There is little fanfare in the evidence that long before Helmut Schmidt’s public admission in 1982 — that is, since the final enactment of the Federal Compensation Act of 1965 — legal opinion existed within federal ministries that racially motivated genocide had been committed against Sinti and Roma. But the victims mostly didn’t benefit because “arbitrary application deadlines” and “official harassment” got in their way – as long as the already permanent exclusion didn’t rob the few survivors of the courage to do battle with state authorities and “gypsy experts”. Lotto-Kush devotes enlightening and chilling chapters to the powerful network about Hermann Arnold, who continued the work and theses of Nazi racial research and became the most important advisor to the Federal Ministry for Family Affairs, which is responsible for minorities.
The author enters new territory elsewhere. He contrasts leading figures in the civil rights movement, some of whom shaped the image for decades, with people within the power structures who created the opportunities in politics and administration that the Sinti and Roma appropriated. In the 1950s this included the now-forgotten CDU politician Franz Bohm, who belonged to the resistance against National Socialism, doing great things for German-Israeli understanding and the right to reparation, and in 1958 against the CDU. The “crime prevention” discourse of ministries, politicians and experts was influenced by NS He vehemently declared that the Sinti and Roma “are the only ones besides the Jews who are included in the so-called Final Solution, that is, in the program of total annihilation and extermination.” Fritz Bauer and other names should be mentioned here, and in the field of history in particular Michael Zimmermann.

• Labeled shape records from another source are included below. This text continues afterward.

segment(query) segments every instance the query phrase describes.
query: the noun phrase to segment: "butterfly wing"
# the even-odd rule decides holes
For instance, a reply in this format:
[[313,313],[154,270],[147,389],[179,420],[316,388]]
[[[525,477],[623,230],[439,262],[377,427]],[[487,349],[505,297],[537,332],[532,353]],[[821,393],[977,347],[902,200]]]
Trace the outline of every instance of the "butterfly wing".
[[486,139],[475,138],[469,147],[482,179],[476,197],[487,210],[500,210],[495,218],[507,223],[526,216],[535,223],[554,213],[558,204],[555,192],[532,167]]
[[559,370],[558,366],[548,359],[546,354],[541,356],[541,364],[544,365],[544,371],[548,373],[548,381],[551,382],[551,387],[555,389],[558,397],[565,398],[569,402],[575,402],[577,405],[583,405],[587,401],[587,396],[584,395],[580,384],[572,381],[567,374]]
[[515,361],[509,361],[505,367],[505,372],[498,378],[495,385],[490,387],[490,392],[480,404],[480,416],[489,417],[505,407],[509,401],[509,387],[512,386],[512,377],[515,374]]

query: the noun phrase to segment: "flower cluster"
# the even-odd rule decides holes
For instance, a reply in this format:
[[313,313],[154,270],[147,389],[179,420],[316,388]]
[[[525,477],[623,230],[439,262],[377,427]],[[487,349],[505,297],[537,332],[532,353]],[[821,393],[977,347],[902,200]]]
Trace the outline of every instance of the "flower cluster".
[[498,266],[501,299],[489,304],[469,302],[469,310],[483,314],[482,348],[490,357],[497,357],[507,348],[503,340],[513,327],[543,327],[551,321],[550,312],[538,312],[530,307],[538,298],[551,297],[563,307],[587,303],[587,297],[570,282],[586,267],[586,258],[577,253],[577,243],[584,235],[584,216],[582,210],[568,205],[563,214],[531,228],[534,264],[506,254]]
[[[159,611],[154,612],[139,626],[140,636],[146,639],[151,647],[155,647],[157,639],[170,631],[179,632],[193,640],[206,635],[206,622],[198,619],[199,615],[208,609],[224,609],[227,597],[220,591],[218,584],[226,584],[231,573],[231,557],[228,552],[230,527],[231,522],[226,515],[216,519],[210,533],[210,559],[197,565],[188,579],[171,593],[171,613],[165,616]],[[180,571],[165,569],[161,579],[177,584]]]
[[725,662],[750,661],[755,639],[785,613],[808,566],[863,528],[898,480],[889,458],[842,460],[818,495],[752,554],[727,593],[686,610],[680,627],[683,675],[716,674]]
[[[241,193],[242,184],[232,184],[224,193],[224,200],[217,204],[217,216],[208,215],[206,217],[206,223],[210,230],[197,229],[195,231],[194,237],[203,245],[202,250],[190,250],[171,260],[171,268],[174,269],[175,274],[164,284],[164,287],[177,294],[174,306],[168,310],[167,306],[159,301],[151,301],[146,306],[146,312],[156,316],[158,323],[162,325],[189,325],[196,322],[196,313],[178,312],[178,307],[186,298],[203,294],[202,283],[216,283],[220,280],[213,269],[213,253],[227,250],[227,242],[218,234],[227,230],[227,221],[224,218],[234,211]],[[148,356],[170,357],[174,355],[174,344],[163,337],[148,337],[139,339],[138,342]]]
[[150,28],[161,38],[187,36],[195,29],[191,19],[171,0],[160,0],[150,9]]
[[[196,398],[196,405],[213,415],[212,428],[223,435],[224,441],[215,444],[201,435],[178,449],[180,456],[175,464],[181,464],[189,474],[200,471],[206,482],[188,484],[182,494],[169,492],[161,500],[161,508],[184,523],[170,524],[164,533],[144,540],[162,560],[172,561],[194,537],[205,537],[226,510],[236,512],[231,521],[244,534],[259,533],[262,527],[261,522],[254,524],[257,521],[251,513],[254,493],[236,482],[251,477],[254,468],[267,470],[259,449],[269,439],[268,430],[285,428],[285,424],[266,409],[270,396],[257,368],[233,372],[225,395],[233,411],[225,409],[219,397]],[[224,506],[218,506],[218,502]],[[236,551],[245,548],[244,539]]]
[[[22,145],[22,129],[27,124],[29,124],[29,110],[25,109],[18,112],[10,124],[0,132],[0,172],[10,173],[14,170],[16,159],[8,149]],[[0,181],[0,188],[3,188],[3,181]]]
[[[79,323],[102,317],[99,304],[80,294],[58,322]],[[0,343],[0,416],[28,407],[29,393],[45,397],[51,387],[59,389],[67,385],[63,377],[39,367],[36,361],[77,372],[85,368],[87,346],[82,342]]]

Ministry official as a secret hero
Perhaps the book’s secret hero is Ministry official Gerhard Kono. Without this head of the department in the chancellery, and later head of the chancellery and senator in Berlin, the symbolic political turning point of the meeting between Helmut Schmidt and the Central Council of the German Sinti and Roma in 1982 would never have taken place. Only a few weeks ago, the Central Council had formed – somewhat exaggeratedly on the basis of the results presented: especially for this meeting – as an umbrella organization with internal structures constrained so that it could speak to politicians with one voice. But neither this step nor the growing knowledge of the genocide of the 1970s was enough to start a confrontation.
As early as 1979, political officer Kono took personal knowledge of the list of demands, the famous “Memorandum” of the German Sinti Association. It sounds like an irony of history: a Nazi-leaning specialist in the Ministry of Family Affairs prevented the Sinti representatives from delivering the memorandum to the Federal Chancellor. That’s how it ended with Kono. From then on, he made the Sinti-Roma issue his own, breaking the dominance of experts from the Ministry of Family Affairs, who had been influenced by the anti-Roma style of thinking, in government and putting the issue on the agenda of the Federal Chancellor. . The rest of the story is known.
This example shows that Lotto-Kush, without essentially rewriting history, with clever additions and despite its sometimes anachronistic moral overtones, has achieved something important: it pulls the minority out of marginalized areas of minority history, and puts the Sinti and Roma into Historical history. The main stream of the old Federal Republic, where The struggle for power and knowledge after 1945. Thus the long road to genocide recognition has reached its goal.